Oleh: Moh. Rizal Khaqul Yaqin

        “Saur saur saur, tok tok tok, sauuur”  suara pemuda desa memecah kesunyian malam pertama bulan puasa, aku terbangun, mengumpulkan nyawa dan sedikit semangat untuk mempersiapkan makan sahur, sembari menengok ke arah dinding kamar melihat jam yang menunjukkan pukul  03:00. 
    Aku duduk di ujung ranjang, ngelamun, mengingat bulan puasa tahun lalu ketika rumah sempit yang kutinggali masih menjadi tempat favoritku untuk pulang, saat itu Ibuku masih menemani hari-hari di bulan Ramadhan, menemaniku sahur dan berbuka puasa. Maklum memang, pekerjaan yang ku lakoni memungkinkan libur untuk pulang kerumah hanya di bulan puasa saja, jadi yaa bulan puasa itu momen yang kutunggu-tunggu, selain melepas penat dari rutinitas kerja yang sangat padat, juga melepas rindu untuk Ibu yang tak hanya menjadi sosok Ibu saja, melainkan juga ayah, kakak, teman ngobrol dan curhat.

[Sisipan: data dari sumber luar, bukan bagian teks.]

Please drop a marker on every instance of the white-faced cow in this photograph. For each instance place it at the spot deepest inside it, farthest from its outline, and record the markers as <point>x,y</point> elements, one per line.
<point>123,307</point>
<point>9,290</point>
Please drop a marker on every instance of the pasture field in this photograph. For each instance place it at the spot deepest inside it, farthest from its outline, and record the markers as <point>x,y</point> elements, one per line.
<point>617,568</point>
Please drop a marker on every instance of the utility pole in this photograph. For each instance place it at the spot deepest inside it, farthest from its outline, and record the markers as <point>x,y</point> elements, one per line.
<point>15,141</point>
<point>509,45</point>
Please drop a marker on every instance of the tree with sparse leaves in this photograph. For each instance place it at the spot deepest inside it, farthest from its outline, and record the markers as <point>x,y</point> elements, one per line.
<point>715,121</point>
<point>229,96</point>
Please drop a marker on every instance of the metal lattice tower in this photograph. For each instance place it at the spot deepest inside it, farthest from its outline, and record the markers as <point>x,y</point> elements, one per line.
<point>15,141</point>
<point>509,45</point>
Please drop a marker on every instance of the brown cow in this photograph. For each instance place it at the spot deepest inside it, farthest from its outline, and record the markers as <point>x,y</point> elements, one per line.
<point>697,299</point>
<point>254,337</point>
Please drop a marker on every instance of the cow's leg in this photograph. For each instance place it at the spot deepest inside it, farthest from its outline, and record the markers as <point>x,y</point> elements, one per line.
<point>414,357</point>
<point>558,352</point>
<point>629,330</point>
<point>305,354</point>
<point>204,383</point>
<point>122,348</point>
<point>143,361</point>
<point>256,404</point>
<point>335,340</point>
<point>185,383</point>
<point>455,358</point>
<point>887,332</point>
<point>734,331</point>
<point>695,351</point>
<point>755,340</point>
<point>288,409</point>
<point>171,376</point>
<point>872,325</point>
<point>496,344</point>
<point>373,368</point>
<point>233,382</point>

        Tak pernah terfikir di benakku, bulan puasa tahun lalu menjadi momen-momen terakhir bersama Ibu, tak ada firasat atau tanda-tanda yang ku rasakan, seolah-olah terjadi tanpa diprediksi, melanda tanpa diduga. Bahkan di hari pertama puasa, semuanya terjadi seperti biasa, paginya kami sahur bersama lalu dilanjutkan shalat subuh berjamaah dan tadarus bersama, siangnya aku melanjutkan beberapa tanggungan kerja dan Ibu berkerja di kebun tetangga menjadi buruh matun (membersihkan rumput liar di kebun sayur/tanaman), yaa walaupun sudah ku larang sih, namanya orang tua pasti gak mau diem aja di  rumah. Sorenya kami istirahat dan menyiapkan hidangan berbuka, dan seperti itu seterusnya. 

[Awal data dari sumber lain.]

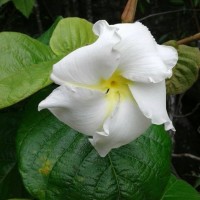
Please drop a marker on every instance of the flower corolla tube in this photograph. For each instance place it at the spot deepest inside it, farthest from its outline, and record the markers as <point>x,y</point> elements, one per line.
<point>113,89</point>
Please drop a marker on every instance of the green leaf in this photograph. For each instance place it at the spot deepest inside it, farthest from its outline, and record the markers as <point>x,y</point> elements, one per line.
<point>3,2</point>
<point>70,34</point>
<point>24,6</point>
<point>25,67</point>
<point>45,37</point>
<point>179,190</point>
<point>10,181</point>
<point>58,163</point>
<point>185,73</point>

        Di malam ke-21 Ramadhan, tak seperti biasanya aku bangun sendiri dan tak ada pikiran aneh apa-apa  di benak, lagi pula hanya dingin yang kurasakan karna memang Kota Malang memasuki musim saat itu. Aku ambil wudhu, dan langsung menuju kamar untuk shalat tahajud, dan ternyata di kamar sudah ada Ibu sedang shalat dengan posisi sujud, karna ruangannya sempit aku duduk sembari menunggu giliran untuk shalat. Sedikit aneh kurasa, karena sudah 3 menit Ibuku masih saja sujud, tanpa berpindah posisi atau bergerak sekalipun. Ku goyangkan badannya sembari Ku panggil,
Buk Ibuk, tangi buk, tilem ta” ku ulangi berkali-kali sampai badan Ibu ku rubuh dari sujudnya, kulihat matanya terpejam dan kuperiksan nadi dan nafasnya sudah berhenti. Sontak hal itu membuatku syok, panik bukan kepalang, kupeluk Ibu sambil menangis tersedu-sedu. 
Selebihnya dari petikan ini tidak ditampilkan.